How do you guys limit rand() results to a range?

D

DFS

http://eternallyconfuzzled.com/arts/jsw_art_rand.aspx

On web, saw lots of recommendations to use modulo
to limit the result set from 0 to N.

r = rand() % N
A=1428954
B=1427121
C=1430690
D=1428133
E=1429276
F=1426874
G=1428952
Total=10000000

the article above gives another way
r = rand() / ((RAND_MAX / N) + 1)
A=1426636
B=1430108
C=1427855
D=1428752
E=1429170
F=1428667
G=1428812
Total=10000000

To my uninformed eye, both ways produce well-distributed random results
within a 10 million size test loop.

(intentionally clunky test) code:

#include <stdio.h>
#include <stdlib.h>
#include <time.h>
#include <unistd.h>

char randomLetter(int runType) {

int i, r;
int countLetters = 7;
int Acounter = 0, Bcounter = 0, Ccounter = 0, Dcounter = 0;
int Ecounter = 0, Fcounter = 0, Gcounter = 0;

srand(time(NULL));

for (i=1; i<=10000000;i++)
{
if (runType == 1) {r = rand() % (countLetters);}
if (runType == 2) {r = rand() / ((RAND_MAX / countLetters) + 1);}
if (r == 0) Acounter++;
if (r == 1) Bcounter++;
if (r == 2) Ccounter++;
if (r == 3) Dcounter++;
if (r == 4) Ecounter++;
if (r == 5) Fcounter++;
if (r == 6) Gcounter++;
}

if (runType == 1) printf("r = rand() %% %d\n", countLetters);
if (runType == 2) printf("r = rand() / ((RAND_MAX / %d) + 1)\n",
countLetters);

printf("A=%d\n",Acounter);
printf("B=%d\n",Bcounter);
printf("C=%d\n",Ccounter);
printf("D=%d\n",Dcounter);
printf("E=%d\n",Ecounter);
printf("F=%d\n",Fcounter);
printf("G=%d\n",Gcounter);
printf("Total=%d\n",Acounter+Bcounter+Ccounter+Dcounter+Ecounter+Fcounter+Gcounter);

return 0;
}

int main(void) {
randomLetter(1);
randomLetter(2);
return 0;
}

K

Kaz Kylheku

http://eternallyconfuzzled.com/arts/jsw_art_rand.aspx

On web, saw lots of recommendations to use modulo
to limit the result set from 0 to N.

This is not viable if you require an even disribution. However, if you
have such specific requirements of a PRNG, then rand itself isn't viable.

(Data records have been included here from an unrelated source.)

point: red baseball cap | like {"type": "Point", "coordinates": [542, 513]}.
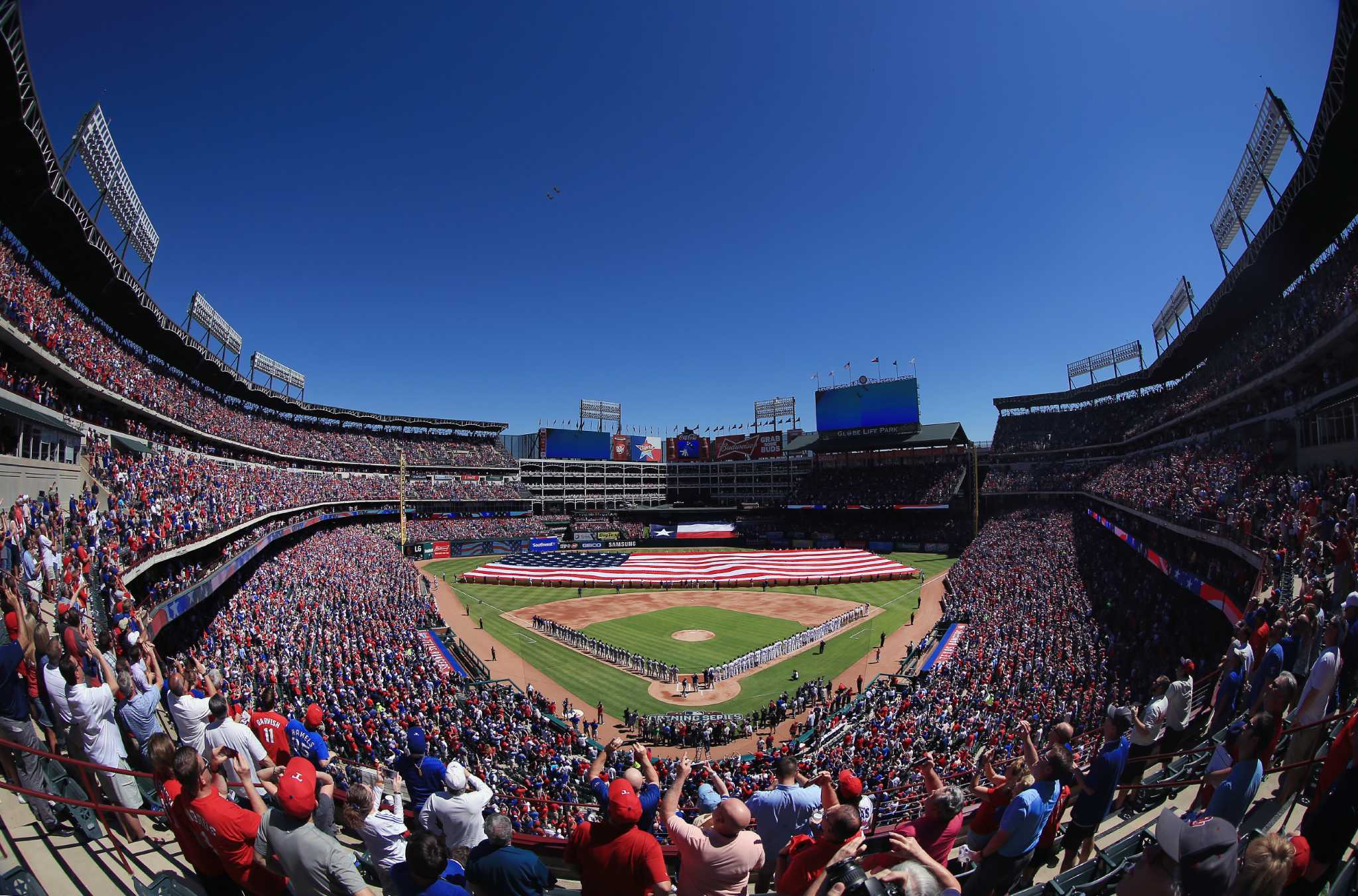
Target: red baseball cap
{"type": "Point", "coordinates": [849, 785]}
{"type": "Point", "coordinates": [1300, 858]}
{"type": "Point", "coordinates": [624, 804]}
{"type": "Point", "coordinates": [298, 788]}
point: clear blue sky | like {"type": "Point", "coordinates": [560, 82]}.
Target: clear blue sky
{"type": "Point", "coordinates": [751, 192]}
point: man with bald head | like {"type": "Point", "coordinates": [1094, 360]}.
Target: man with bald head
{"type": "Point", "coordinates": [719, 857]}
{"type": "Point", "coordinates": [644, 782]}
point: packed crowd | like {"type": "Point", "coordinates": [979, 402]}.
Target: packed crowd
{"type": "Point", "coordinates": [477, 527]}
{"type": "Point", "coordinates": [1277, 333]}
{"type": "Point", "coordinates": [60, 326]}
{"type": "Point", "coordinates": [934, 482]}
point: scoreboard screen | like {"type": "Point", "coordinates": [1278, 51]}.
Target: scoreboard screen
{"type": "Point", "coordinates": [868, 405]}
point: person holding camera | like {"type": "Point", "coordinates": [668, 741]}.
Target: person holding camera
{"type": "Point", "coordinates": [906, 868]}
{"type": "Point", "coordinates": [1012, 846]}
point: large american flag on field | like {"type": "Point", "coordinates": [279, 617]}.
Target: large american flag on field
{"type": "Point", "coordinates": [704, 567]}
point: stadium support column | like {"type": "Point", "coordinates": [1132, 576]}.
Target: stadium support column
{"type": "Point", "coordinates": [975, 493]}
{"type": "Point", "coordinates": [401, 501]}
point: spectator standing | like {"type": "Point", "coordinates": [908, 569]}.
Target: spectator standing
{"type": "Point", "coordinates": [938, 828]}
{"type": "Point", "coordinates": [421, 773]}
{"type": "Point", "coordinates": [1095, 792]}
{"type": "Point", "coordinates": [1179, 708]}
{"type": "Point", "coordinates": [269, 728]}
{"type": "Point", "coordinates": [614, 856]}
{"type": "Point", "coordinates": [719, 857]}
{"type": "Point", "coordinates": [220, 826]}
{"type": "Point", "coordinates": [1315, 698]}
{"type": "Point", "coordinates": [499, 868]}
{"type": "Point", "coordinates": [1236, 787]}
{"type": "Point", "coordinates": [1020, 828]}
{"type": "Point", "coordinates": [15, 724]}
{"type": "Point", "coordinates": [381, 828]}
{"type": "Point", "coordinates": [189, 712]}
{"type": "Point", "coordinates": [780, 814]}
{"type": "Point", "coordinates": [93, 721]}
{"type": "Point", "coordinates": [1148, 725]}
{"type": "Point", "coordinates": [644, 782]}
{"type": "Point", "coordinates": [804, 858]}
{"type": "Point", "coordinates": [304, 738]}
{"type": "Point", "coordinates": [457, 812]}
{"type": "Point", "coordinates": [224, 731]}
{"type": "Point", "coordinates": [288, 844]}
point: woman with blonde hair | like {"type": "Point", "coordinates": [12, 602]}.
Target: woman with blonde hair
{"type": "Point", "coordinates": [382, 830]}
{"type": "Point", "coordinates": [1266, 866]}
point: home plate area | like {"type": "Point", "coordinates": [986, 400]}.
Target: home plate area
{"type": "Point", "coordinates": [693, 630]}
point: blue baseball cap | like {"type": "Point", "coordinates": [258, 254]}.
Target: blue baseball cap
{"type": "Point", "coordinates": [708, 797]}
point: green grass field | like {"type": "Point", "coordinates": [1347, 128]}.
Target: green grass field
{"type": "Point", "coordinates": [649, 634]}
{"type": "Point", "coordinates": [592, 681]}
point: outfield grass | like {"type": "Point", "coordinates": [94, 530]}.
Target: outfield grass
{"type": "Point", "coordinates": [737, 634]}
{"type": "Point", "coordinates": [592, 681]}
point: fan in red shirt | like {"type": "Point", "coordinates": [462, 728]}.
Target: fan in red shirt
{"type": "Point", "coordinates": [614, 856]}
{"type": "Point", "coordinates": [220, 826]}
{"type": "Point", "coordinates": [269, 726]}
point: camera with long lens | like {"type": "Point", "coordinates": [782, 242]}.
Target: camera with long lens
{"type": "Point", "coordinates": [857, 883]}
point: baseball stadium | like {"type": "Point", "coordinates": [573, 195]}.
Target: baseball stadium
{"type": "Point", "coordinates": [525, 626]}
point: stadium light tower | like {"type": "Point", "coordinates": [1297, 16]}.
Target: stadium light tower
{"type": "Point", "coordinates": [264, 364]}
{"type": "Point", "coordinates": [1273, 128]}
{"type": "Point", "coordinates": [94, 143]}
{"type": "Point", "coordinates": [776, 410]}
{"type": "Point", "coordinates": [214, 326]}
{"type": "Point", "coordinates": [603, 412]}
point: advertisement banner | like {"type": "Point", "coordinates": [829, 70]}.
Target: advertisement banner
{"type": "Point", "coordinates": [647, 450]}
{"type": "Point", "coordinates": [1210, 594]}
{"type": "Point", "coordinates": [746, 447]}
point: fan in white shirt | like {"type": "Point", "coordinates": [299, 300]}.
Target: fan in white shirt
{"type": "Point", "coordinates": [95, 726]}
{"type": "Point", "coordinates": [457, 812]}
{"type": "Point", "coordinates": [238, 740]}
{"type": "Point", "coordinates": [189, 712]}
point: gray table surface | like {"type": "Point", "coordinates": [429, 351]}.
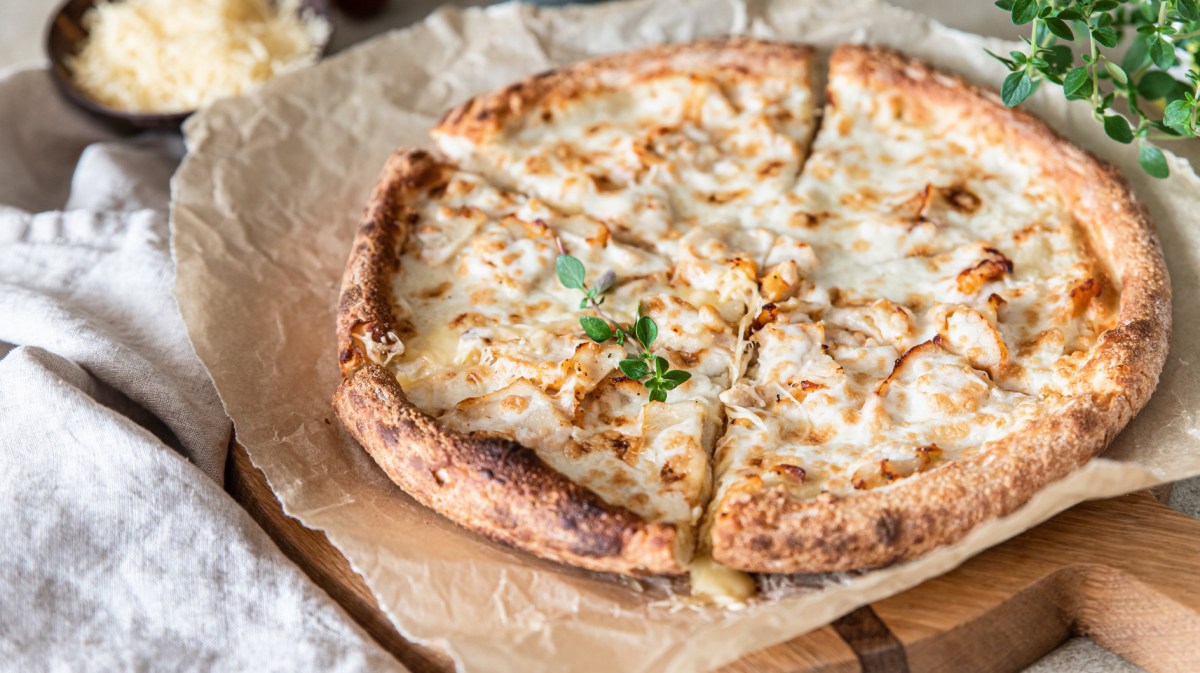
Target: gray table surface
{"type": "Point", "coordinates": [22, 31]}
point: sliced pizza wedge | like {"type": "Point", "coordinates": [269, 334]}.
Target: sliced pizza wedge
{"type": "Point", "coordinates": [985, 306]}
{"type": "Point", "coordinates": [653, 142]}
{"type": "Point", "coordinates": [468, 377]}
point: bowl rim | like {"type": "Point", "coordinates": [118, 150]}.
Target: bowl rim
{"type": "Point", "coordinates": [66, 84]}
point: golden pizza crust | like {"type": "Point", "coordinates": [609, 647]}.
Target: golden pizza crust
{"type": "Point", "coordinates": [773, 532]}
{"type": "Point", "coordinates": [486, 115]}
{"type": "Point", "coordinates": [504, 491]}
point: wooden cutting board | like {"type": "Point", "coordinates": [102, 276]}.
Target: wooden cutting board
{"type": "Point", "coordinates": [1125, 572]}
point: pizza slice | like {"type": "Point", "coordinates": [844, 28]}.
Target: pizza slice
{"type": "Point", "coordinates": [984, 308]}
{"type": "Point", "coordinates": [653, 142]}
{"type": "Point", "coordinates": [471, 382]}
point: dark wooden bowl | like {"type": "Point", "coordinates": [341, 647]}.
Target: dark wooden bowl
{"type": "Point", "coordinates": [65, 37]}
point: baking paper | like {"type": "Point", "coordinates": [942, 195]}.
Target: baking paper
{"type": "Point", "coordinates": [265, 206]}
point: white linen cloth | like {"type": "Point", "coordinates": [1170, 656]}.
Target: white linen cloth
{"type": "Point", "coordinates": [120, 548]}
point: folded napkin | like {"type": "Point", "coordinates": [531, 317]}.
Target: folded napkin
{"type": "Point", "coordinates": [121, 550]}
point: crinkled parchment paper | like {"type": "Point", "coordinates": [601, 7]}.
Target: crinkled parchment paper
{"type": "Point", "coordinates": [267, 204]}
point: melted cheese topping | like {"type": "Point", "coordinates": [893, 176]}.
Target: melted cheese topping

(So basically, in situations where rand is acceptable, modulo
reduction is okay.)
r = rand() % N
A=1428954
B=1427121
C=1430690
D=1428133
E=1429276
F=1426874
G=1428952
Total=10000000

the article above gives another way
r = rand() / ((RAND_MAX / N) + 1)
A=1426636
B=1430108
C=1427855
D=1428752
E=1429170
F=1428667
G=1428812
Total=10000000

To my uninformed eye, both ways produce well-distributed random results
within a 10 million size test loop.

Modulo doesn't do that. Suppose you have a very good source of 8 bit random
numbers in the range [0,256), and you reduce these, say, modulo 200 to the
range in the range [0, 200). The problem is that basically, this operation
chops off the values in the range [200,256) and folds them to the range
[0,56). So these values are twice as likely to occur.

Every modulus M1 which is not a perfect divisor of the original modulus M0 has
this problem to some extent. Of course, if M1 << M0, the problem is
less noticeable. For instance if [0, 256) is reduced into [0, 5), the
discrepancy between the more densely produced values and less densely
produced values is a lot smaller.

M

Malcolm McLean

On web, saw lots of recommendations to use modulo
to limit the result set from 0 to N.
As Kaz says, normally that's OK. Some really old implementations
of rand() returned alternating bottom bits so %2 in particular
was dicey, but that's rare now.Note that normally you want the range 0 to N-1.I often write

#define uniform() (rand()/(RAND_MAX + 1.0))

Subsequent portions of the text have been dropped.